Today was not a good day. While parking by the side of the road in Connecticut, about to go on a walk in the woods, I drove our car into a tree. Adam was in the passenger seat, which made it better and worse. On one hand, I didn't have to try to explain what happened (why and/or how being another matter entirely). On the other hand, I couldn't pretend that there was a logical explanation.
The car was mostly parked; the ground was very uneven and the tree was a couple of feet ahead of us. For some reason—the tape won't rewind that far—I thought my foot was on the brake, so when the car oddly kept inching forward, I pushed the pedal harder. "What are you doing?" yelled Adam. "Stop!" I just stared in shock as the car hit the tree trunk. It's amazing how much damage you can do in two feet. The sole bright spot is that the airbags didn't deploy.
"I feel like Lizzie Grubman," I said on the way home. (Adam drove.) She was the PR chick who, in 2001, mistook the gas for the brake and rammed her truck into partygoers outside a nightclub called Consicence Point.
"At least she was drunk," Adam replied.
Indeed.
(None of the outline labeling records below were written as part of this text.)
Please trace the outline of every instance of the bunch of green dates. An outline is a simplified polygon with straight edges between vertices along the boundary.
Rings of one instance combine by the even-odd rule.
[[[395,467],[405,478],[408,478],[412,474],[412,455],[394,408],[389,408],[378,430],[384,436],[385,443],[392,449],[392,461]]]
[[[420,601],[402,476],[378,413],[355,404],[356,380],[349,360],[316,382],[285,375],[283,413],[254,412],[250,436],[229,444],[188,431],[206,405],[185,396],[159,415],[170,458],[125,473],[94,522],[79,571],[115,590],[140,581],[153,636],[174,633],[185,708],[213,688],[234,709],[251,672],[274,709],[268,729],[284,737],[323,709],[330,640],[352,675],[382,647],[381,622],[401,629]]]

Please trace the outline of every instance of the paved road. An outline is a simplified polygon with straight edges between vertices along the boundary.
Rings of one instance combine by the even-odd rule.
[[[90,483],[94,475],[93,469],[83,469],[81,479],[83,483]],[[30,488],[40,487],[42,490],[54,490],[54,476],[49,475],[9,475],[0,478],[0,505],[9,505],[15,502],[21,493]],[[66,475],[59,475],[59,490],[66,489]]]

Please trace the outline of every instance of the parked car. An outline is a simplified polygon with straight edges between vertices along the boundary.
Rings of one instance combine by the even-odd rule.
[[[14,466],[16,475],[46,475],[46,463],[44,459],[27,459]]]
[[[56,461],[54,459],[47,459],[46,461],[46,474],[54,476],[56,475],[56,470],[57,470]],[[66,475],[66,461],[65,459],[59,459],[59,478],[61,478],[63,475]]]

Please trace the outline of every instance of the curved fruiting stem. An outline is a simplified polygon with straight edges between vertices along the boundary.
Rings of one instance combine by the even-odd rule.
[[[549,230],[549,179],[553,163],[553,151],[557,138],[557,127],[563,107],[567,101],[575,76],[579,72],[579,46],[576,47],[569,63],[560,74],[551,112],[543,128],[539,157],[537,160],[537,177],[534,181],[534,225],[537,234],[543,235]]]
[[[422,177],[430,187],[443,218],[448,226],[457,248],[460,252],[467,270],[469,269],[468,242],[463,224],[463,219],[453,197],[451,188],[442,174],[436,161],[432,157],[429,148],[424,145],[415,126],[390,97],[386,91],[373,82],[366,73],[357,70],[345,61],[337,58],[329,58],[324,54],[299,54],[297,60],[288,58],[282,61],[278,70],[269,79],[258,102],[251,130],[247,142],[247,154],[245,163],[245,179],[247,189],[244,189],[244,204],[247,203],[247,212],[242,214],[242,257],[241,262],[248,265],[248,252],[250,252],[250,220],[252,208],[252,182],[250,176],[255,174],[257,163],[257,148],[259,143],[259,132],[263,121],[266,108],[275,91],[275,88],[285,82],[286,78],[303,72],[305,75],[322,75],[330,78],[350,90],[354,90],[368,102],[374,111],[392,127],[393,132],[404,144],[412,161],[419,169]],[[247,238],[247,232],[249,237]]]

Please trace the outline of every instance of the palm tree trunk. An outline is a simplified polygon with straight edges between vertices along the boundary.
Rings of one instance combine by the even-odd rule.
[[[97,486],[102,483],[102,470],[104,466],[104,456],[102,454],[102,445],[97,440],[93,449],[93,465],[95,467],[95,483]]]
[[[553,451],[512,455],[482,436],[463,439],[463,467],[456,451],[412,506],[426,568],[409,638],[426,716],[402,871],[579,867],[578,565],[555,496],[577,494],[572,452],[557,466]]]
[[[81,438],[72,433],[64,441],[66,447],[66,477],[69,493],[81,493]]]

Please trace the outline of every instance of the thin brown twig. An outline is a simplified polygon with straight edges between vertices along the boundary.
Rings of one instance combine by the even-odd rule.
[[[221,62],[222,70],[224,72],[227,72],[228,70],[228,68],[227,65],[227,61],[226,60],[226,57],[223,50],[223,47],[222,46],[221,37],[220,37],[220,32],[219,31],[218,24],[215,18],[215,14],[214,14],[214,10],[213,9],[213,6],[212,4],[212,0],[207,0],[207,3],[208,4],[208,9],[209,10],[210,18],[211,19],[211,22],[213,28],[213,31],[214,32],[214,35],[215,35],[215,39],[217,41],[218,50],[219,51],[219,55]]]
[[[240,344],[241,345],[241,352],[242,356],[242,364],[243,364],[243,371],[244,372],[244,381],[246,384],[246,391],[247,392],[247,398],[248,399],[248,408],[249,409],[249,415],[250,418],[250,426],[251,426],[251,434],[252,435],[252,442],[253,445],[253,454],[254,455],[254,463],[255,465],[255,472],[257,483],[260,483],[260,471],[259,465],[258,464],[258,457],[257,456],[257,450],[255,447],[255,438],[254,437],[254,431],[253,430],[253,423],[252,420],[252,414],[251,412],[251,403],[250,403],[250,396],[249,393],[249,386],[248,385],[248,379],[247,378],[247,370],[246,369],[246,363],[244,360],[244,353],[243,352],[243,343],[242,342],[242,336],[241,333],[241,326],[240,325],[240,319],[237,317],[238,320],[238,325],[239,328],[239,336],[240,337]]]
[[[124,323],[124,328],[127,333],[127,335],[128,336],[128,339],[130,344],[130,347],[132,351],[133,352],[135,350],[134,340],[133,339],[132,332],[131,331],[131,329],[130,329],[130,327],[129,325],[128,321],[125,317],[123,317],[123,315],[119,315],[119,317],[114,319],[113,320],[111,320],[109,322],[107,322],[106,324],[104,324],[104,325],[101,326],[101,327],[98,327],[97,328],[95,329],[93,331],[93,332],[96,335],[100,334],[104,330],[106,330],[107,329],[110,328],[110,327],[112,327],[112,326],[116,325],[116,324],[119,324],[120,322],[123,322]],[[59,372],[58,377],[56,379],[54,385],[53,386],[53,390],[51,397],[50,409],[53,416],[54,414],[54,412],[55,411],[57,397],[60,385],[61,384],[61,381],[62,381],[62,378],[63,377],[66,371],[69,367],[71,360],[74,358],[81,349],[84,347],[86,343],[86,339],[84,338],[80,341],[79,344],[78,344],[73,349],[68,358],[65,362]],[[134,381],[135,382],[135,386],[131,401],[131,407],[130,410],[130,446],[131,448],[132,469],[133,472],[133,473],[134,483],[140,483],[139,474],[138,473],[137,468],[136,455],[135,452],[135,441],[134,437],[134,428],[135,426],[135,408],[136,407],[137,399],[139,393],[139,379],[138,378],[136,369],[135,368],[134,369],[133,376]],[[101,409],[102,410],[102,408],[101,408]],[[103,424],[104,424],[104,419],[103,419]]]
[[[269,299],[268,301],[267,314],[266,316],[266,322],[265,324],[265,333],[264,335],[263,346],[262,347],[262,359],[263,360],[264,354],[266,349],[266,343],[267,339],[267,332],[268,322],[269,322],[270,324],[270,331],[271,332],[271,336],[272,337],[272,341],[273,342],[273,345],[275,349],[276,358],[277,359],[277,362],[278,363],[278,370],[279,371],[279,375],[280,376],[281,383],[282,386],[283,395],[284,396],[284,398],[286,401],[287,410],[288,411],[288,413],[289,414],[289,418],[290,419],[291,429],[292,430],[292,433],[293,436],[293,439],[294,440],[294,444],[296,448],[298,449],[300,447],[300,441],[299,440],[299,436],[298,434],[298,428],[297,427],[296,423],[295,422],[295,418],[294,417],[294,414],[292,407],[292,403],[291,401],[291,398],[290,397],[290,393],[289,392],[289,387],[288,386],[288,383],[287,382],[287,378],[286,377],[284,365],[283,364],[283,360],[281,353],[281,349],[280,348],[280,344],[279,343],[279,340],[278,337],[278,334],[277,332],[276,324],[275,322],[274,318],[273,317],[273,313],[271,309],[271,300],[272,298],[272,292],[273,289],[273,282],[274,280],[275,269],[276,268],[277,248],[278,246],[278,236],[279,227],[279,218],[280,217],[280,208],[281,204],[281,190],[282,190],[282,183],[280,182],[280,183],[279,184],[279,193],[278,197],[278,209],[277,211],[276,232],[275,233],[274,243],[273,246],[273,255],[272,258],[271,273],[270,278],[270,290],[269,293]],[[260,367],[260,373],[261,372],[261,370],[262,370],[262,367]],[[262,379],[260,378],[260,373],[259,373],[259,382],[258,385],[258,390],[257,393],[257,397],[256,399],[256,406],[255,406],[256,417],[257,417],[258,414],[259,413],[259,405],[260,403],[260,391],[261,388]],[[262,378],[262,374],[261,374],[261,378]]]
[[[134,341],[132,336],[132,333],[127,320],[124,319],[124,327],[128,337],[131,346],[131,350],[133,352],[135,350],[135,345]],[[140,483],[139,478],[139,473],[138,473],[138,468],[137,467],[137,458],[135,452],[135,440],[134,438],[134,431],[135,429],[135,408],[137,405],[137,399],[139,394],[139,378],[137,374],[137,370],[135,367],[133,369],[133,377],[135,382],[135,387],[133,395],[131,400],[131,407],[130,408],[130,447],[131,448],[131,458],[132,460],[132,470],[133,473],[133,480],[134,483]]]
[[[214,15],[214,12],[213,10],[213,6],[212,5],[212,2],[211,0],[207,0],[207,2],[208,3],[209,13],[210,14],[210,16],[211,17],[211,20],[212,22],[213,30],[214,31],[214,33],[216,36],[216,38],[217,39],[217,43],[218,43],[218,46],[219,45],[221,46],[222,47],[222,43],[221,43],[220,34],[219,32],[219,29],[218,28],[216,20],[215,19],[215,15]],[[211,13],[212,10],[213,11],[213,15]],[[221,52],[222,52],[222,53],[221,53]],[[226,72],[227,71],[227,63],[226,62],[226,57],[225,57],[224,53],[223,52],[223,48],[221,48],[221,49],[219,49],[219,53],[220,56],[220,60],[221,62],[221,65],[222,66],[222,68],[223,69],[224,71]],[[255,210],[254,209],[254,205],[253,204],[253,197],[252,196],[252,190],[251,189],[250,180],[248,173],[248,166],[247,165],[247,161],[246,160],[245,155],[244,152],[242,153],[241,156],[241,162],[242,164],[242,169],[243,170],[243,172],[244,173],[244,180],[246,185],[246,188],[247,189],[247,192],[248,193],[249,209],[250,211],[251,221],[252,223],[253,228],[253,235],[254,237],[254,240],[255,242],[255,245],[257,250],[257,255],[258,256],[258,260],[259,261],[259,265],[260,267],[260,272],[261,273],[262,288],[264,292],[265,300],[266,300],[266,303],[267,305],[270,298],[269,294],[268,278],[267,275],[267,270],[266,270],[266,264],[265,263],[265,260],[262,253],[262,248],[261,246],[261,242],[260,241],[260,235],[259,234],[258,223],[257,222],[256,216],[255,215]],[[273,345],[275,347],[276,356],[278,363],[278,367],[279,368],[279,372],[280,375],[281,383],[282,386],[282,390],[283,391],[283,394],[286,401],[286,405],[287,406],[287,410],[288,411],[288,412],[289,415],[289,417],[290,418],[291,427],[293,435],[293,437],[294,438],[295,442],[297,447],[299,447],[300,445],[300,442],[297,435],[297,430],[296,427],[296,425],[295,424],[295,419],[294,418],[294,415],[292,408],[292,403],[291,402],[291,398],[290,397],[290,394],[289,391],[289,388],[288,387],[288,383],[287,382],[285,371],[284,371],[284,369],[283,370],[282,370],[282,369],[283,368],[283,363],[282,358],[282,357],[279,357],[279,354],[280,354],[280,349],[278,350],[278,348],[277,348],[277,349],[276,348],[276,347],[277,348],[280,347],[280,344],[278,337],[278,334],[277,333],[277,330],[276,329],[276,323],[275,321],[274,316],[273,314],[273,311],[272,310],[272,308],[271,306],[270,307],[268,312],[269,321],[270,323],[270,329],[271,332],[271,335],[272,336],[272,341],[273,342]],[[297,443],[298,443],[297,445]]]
If you behave stupidly for a reason—even if it's the wrong reason—you can take some solace in the fact that you had thought about it. Your decision-making was flawed; you can analyze and/or rationalize why. If you were drunk, you can blame the booze. If you do something stupid for no reason at all, however, then your mind, in the subsequent hours and probably days, but I hope not weeks, turns it over again and again, trying to grab hold of something impossibly slippery. All you have to keep you warm is that nobody was hurt and it could've been worse. In fact, as I was just about to post this, Adam said, "It was a good thing you weren't in a parking lot or you could've damaged another car, too."
P.S. This is not an invitation to broach this topic with me.